QuoteSec. 29. By making an explicit consent of every commoner, necessary to any one's appropriating to himself any part of what is given in common, children or servants could not cut the meat, which their father or master had provided for them in common, without assigning to every one his peculiar part. Though the water running in the fountain be every one's, yet who can doubt, but that in the pitcher is his only who drew it out? His labour hath taken it out of the hands of nature, where it was common, and belonged equally to all her children, and hath thereby appropriated it to himself.
The purpose of studying economics is not to acquire a set of ready-made answers to economic questions, but to learn how to avoid being deceived by economists.
--Joan Robinson

The Brain

Women want me. Men want to be with me.

Jacob

Quote from: Admiral Yi on April 29, 2014, 02:37:40 PMWhere is there unassigned underground wealth that one could "assert a right to" or "appropriate" if one were so inclined?

I don't know where the next new large scale source of previously unaccounted value is going to come from. Natural resources are mostly accounted for, and are an example and from the past. A more recent and, I think, still evolving creation of hitherto unassigned wealth is the monetization of information - things like selling mailing on a small scale, and the rise of the concept of intellectual property on a larger scale including attempts to patent the genetic structure of naturally occurring organisms - is a recent example of value being appropriated/claimed from something that was previously not an explicit source of it.

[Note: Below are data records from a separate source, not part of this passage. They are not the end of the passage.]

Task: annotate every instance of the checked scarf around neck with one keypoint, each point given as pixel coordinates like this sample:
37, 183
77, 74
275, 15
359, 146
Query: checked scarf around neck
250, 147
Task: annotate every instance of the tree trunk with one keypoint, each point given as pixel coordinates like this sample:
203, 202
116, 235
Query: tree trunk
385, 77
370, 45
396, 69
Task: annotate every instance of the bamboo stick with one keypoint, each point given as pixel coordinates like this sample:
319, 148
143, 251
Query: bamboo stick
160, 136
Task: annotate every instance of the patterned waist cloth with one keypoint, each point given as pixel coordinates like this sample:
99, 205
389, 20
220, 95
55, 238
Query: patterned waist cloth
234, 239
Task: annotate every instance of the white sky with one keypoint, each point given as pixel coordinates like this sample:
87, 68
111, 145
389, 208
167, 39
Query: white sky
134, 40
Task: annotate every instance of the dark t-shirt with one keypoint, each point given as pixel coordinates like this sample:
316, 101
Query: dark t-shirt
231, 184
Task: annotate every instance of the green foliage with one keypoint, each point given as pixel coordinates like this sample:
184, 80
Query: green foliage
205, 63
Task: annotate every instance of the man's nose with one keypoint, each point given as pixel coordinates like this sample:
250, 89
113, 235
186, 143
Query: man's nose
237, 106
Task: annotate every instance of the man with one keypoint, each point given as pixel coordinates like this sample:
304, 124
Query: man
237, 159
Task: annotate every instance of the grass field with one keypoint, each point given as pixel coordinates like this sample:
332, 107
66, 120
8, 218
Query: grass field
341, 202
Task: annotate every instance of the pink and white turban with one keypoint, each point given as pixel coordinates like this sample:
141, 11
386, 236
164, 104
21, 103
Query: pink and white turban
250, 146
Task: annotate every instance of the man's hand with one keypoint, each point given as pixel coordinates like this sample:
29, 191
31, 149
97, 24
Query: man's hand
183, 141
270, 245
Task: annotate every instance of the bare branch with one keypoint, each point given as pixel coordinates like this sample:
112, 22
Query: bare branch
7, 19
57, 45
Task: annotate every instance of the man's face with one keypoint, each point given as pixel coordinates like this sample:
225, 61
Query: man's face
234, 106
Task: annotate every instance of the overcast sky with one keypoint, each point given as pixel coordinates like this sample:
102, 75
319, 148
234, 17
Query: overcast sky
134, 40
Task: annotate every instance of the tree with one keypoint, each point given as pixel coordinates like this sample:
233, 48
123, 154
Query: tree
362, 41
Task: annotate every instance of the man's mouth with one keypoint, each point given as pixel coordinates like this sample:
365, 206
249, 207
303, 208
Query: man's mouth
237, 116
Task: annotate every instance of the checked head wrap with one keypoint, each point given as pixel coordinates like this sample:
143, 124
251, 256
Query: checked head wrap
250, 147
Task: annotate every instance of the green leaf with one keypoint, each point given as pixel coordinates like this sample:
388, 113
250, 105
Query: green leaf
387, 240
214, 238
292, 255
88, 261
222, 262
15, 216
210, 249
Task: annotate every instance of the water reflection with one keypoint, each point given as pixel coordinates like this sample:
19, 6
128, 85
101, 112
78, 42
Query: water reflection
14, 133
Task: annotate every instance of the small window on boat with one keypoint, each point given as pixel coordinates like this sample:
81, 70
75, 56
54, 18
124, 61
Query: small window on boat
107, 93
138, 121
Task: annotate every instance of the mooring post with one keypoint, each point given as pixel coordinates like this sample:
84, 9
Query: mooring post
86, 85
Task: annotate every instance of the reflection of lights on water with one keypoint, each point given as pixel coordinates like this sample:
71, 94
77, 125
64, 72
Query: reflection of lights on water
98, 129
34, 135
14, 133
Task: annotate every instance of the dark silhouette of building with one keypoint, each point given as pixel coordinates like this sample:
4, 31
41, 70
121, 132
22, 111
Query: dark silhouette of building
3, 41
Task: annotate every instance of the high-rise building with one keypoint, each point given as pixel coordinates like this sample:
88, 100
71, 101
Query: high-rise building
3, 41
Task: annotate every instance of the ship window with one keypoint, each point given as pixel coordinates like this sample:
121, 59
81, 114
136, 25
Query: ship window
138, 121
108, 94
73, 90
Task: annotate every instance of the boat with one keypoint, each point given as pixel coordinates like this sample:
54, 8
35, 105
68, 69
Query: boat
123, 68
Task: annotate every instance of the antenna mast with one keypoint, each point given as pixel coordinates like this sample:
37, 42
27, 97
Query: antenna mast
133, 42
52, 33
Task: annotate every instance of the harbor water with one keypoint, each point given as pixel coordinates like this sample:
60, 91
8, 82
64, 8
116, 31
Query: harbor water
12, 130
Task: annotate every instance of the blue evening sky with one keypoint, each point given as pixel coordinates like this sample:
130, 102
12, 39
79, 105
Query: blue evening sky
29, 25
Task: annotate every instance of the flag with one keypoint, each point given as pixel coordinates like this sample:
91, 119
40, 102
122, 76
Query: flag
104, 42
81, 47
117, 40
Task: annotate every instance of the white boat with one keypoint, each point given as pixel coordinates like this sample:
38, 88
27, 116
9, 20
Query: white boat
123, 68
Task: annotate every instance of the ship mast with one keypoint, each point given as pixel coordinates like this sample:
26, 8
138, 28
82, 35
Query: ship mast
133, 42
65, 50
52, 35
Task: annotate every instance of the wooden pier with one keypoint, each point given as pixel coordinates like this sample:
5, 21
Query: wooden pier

And Piketty's point (or more likely one of his points) is, I believe, that Capital tends to gain (appropriate/ claim) a larger share of new value as it's "brought on-line". It was the various East Asia Companies and their ilk who gained the most from the age of exploration; it's the various corporations with their patents and copyrights and lawyers who gain the most value from information and knowledge becoming ownable and explicitly part of the economy.

What's the next big source of value? I don't know; if I did we - as a society - would already be in the process of appropriating it (with the largest share going to Capital, if Piketty is right).